Participating UN Agencies were responsible for ensuring that programmes were developed in consultation with country Governments and civil society to address national MDG and related development priorities that form part of the United Nations Development Assistance Framework (UNDAF). The governing bodies and management structures of every Joint Programme were founded on principles of national ownership and leadership, transparency and mutual accountability towards citizens, in accordance with the Paris Declaration, with strong participation of the national government and the UN system. The UN Resident Coordinator played an important role as representative of the UN System in each country.
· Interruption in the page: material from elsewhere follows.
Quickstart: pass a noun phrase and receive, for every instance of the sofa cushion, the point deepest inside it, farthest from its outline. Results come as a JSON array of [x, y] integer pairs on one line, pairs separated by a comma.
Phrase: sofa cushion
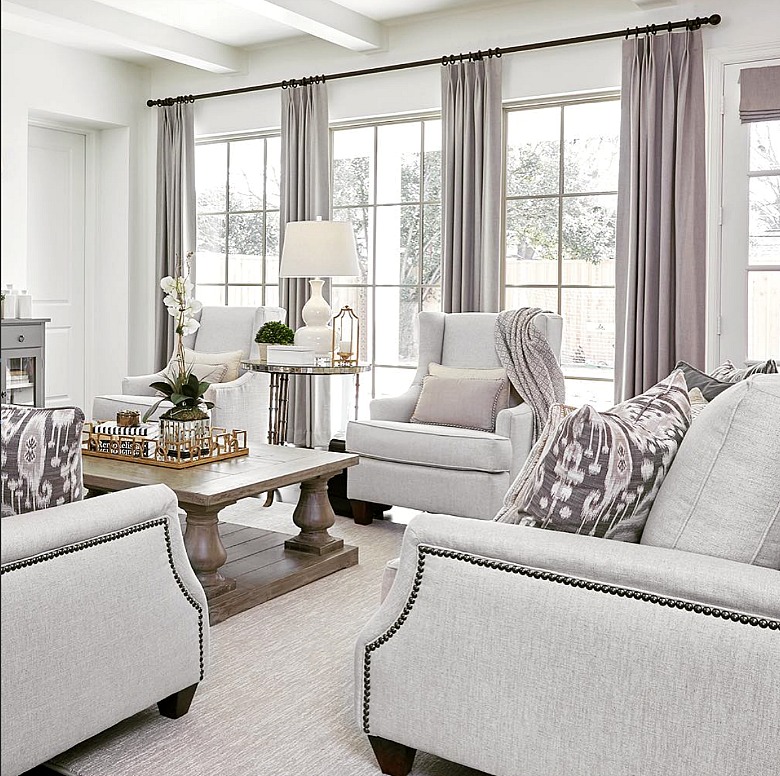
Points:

The structure of the Joint Programmes was based on a National Steering Committee (NSC) and a Programme Management Committee (PMC). The programmes were led by national and local partners, including governments, civil society organizations, and private sector entities, and are supported by UN agencies.

Evaluation

The MDG-F established a rigorous process of evaluation. Each of the 130 programmes was subject to an intermediate and final independent evaluation. In addition, nine countries were selected as part of a pilot initiative to develop independent and participatory country evaluations. In order to assess the impact and results of the MDG-F's mechanism, a Global and Thematic Evaluation is being carried out during 2013, aimed at identifying aspects to be improved for similar future cooperation mechanisms.

== Other initiatives ==

In addition to its programmes, the MDG-F established several global partnerships to distill lessons learned and to manage knowledge from this experience. For each thematic window, the MDG-F designated a knowledge convener to develop knowledge products. The MDG-F has also signed partnerships with leading research and advocacy institutions such as the Stockholm International Water Institute (SIWI), the Panamerican Alliance for Nutrition and Development, the Millennium Campaign, the Renewed Efforts Against Child Hunger (REACH) partnership, the International Indigenous Women's Forum and the Platform HD 2010 for Civic Engagement.

On Human Rights Day 2012, the MDG-F, in collaboration with the multi-media initiative Playing for Change, launched “A Better Place”, an anthem and campaign which unite musicians from around the world in a global call for action against inequality and for social justice.
It also supported the United Nations Population Fund and other UN agencies in the September 2011 launch of a global initiative – 7 Billion Actions – which brought together governments, businesses, the media and individuals to confront the challenges and seize the opportunities offered when the world's population reached seven billion people.